Eel is boiled but very seldom - as a matter of fact, only for amateurs, who eat it for its own merits. Serve with melted butter, Dutch or caper sauce.
Cut the eels in pieces 4 inches in length and cook them in slightly acidulated and salted water with onion and faggot; allow to get cold; then dip in melted butter and bread crumbs and broil over brisk fire.
Serve with same hot and cold sauces as Broiled Salmon.
Note. - While it is customary to proceed as explained above, it is not at all essential to first cook the eels. They may just as well be split and boned, be well seasoned, basted with sweet oil, and broiled over a clear fire; or they may be cut into regular pieces and broiled without boning.

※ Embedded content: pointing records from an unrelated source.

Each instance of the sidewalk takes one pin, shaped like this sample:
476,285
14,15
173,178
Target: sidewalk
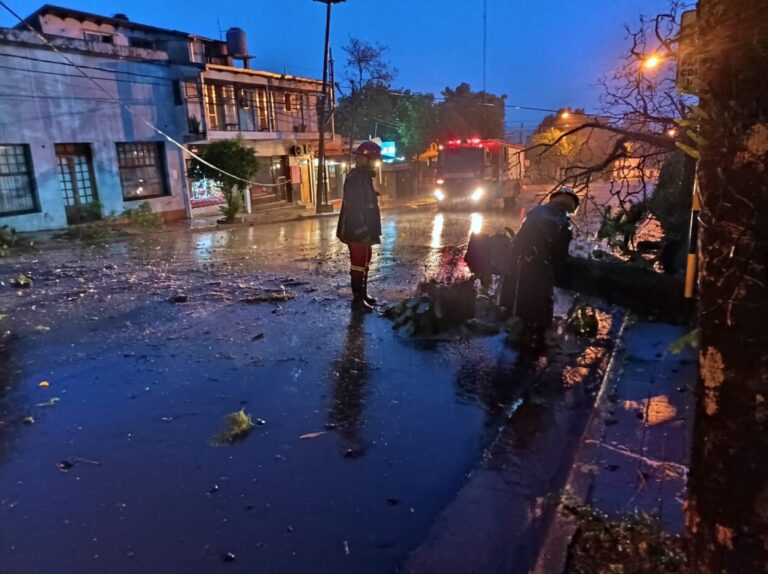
634,454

Cut the bluefish in heart-shaped pieces, season and cook it with fish stock. When nearly done, drain the fish and place it on a baking dish, laying alternate slices of mushrooms and truffles on top, and pour on Italian Sauce. Strew over bread crumbs, place a few small pats of butter on top and bake in the oven.
Cut the fish in pieces as indicated above. Chop fine 4 shallots, place them in a buttered pan, lay 12 pieces of bluefish on top, season and moisten with rich fish stock, and cover with a buttered paper; put to cook. When done, drain the fish and arrange it on a dish. Reduce the fish stock almost completely, then add I gill of veloute, incorporate 6 ounces of butter, season to taste, and finish with lemon juice and chopped parsley, and pour the sauce over the fish.
Bluefish Saute - Bluefish Sauted. Same as King-fish or Spanish Mackerel.
The meat of the bluefish is best adapted to be broiled, sauted or baked.
Butter Sauces, Cold Sauces: Same as for Salmon or Cod. Hot Sauces: Fleurette, Colbert, pepper, piquant, pimento.
When the bluefish is nearly done, remove from the broiler, cover with English mustard diluted with Worcestershire sauce and olive oil; strew over bread crumbs, and finish to broil over a brisk fire. Serve separate. Pepper sauce, to which English mustard has been added.
Without the borders of the Mediterranean Coast it is rather difficult to obtain the real bouillabaise; not because cooks are less talented elsewhere, but because the necessary fish for the preparation of this typical Provincial fish stew, or, rather soup, cannot be obtained.
The essential quality of the fish should be its flavor, but another dominant factor is its gelatinous substance, without which it is difficult to obtain good results.
Between the gelatinous broth, the oil and the tomato pulp, a homogeneous effect should be produced, which in this country we cannot obtain unless we prepare a fish stock especially enforced with gelatine.
The fish to be used in preference should be of a firm texture, such as black bass, sea bass, striped bass, Spanish mackerel, kingfish, perch, porgy, etc. To this may be added the eel, the lobster and soft shell crab.
Cut the following fish in pieces all of the same size, I black bass, I sea bass, I striped bass, I eel, I small lobster, and at last 3 soft crabs, which cut in two only.
Chop fine 2 onions and the white part of two leeks, fry lightly in olive oil, add 2 crushed cloves of garlic and 3 good-sized ripe tomatoes previously peeled, freed from seed and cut in small pieces.
Add the fish and a faggot of parsley, thyme, bay leaf and fennel, moisten with 1 1/2 quarts of fish stock and set on a brisk fire. Next add 2 tablespoonfuls of coarsely chopped parsley, the pulp of a half lemon cut in slices, 1/2 teaspoonful of powdered saffron and sufficient salt and pepper.
The fish will be cooked in 15 minutes. Dress the fish symmetrically on a dish. Strain the broth into a tureen, and serve separately some toasted sippets of bread.
Note. - Although this dish may not suit the average American taste, I thought to add it to the present collection of receipts, as it might be of use to one or another in case an amateur of bouillabaise should ask to have it prepared; so much more as other American books on cookery have omitted to give the details I have given above.